The penstemons next to our house here in Southwestern Colorado have been blooming for the last couple of weeks, and they are attracting loads of pollinators. I’ve been spending a lot of time photographing the different types of wasps and bees, trying to learn how to identify them. I’m finding it to be a daunting task – there are so many different types!
As an added and unexpected bonus – the penstemons also get regular visits from White-lined Sphinx Moths. These are the insect equivalents of Hummingbirds. They dart from flower to flower so quickly that it seems as though they teleport, then they hover while they insert their long proboscis into the flowers to drink drink nectar.
The sound of the moth wings is very distinctive, a sort of soft whirring noise. When I’m concentrating on photographing a particular bee, staying motionless and staring fixedly through the camera view finder, I’ll hear the sound of the moth’s wings as they zip through the flowers.

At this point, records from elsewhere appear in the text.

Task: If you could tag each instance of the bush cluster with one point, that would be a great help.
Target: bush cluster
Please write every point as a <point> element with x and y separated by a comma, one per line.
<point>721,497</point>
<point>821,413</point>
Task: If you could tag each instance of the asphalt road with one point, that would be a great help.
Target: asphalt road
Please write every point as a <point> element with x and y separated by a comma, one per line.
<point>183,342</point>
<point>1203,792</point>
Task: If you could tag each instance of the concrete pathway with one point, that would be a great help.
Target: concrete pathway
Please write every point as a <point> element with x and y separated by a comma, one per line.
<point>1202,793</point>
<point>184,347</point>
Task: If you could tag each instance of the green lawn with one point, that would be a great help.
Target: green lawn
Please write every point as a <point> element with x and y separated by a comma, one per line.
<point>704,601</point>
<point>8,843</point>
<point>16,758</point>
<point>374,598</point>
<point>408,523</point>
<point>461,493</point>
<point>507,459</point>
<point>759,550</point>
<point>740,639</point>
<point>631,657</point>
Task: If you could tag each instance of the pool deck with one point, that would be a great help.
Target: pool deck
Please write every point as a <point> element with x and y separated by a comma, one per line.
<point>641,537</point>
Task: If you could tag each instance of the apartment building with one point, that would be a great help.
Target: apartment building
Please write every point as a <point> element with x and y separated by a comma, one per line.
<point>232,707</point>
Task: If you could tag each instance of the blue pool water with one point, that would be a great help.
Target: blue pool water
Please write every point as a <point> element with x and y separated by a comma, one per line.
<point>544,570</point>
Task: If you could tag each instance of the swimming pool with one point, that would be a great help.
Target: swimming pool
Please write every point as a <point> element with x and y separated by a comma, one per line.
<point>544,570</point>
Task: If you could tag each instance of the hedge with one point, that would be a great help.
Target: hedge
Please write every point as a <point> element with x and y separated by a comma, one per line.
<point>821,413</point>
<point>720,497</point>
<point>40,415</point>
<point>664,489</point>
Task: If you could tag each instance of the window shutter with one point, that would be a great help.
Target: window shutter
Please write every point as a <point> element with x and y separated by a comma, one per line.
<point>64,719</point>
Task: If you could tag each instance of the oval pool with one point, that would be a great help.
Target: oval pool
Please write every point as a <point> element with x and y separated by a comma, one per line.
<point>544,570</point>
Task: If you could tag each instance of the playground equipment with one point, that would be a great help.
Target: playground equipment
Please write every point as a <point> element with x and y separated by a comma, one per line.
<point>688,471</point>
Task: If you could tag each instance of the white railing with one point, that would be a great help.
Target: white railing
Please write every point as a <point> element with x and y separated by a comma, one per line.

Sometimes I’ll even feel the softness of their wings brushing against my skin as they fly close.
The Sphinx Moths usually aren’t as active in the brightest parts of the day. I see them mostly in the mornings and evenings, and even then they prefer flying in the shaded portions of the flower bed.
Which works pretty well for photography. If I can get them in focus when they are briefly in the sun, the light on them is often ludicrously dramatic. Especially with the red and blue backdrop of the penstemons.
In real-time, the moths move so quickly that it’s hard to even track them with my eyes, let alone to see the details of what they are doing. So one of the things I like about looking at these photos of the moths is that I can get a better view of their probosces, those long, improbable tubes through which the moths drink in the flower nectar.
I can’t even imagine the calculations the moths must perform to so precisely unfurl and insert their probosces into the flower tubes, all while hovering(!)
The beauty, the unlikelihood of all this, it’s hard to believe. Once again – if I did not live in this world, I would have trouble imagining it.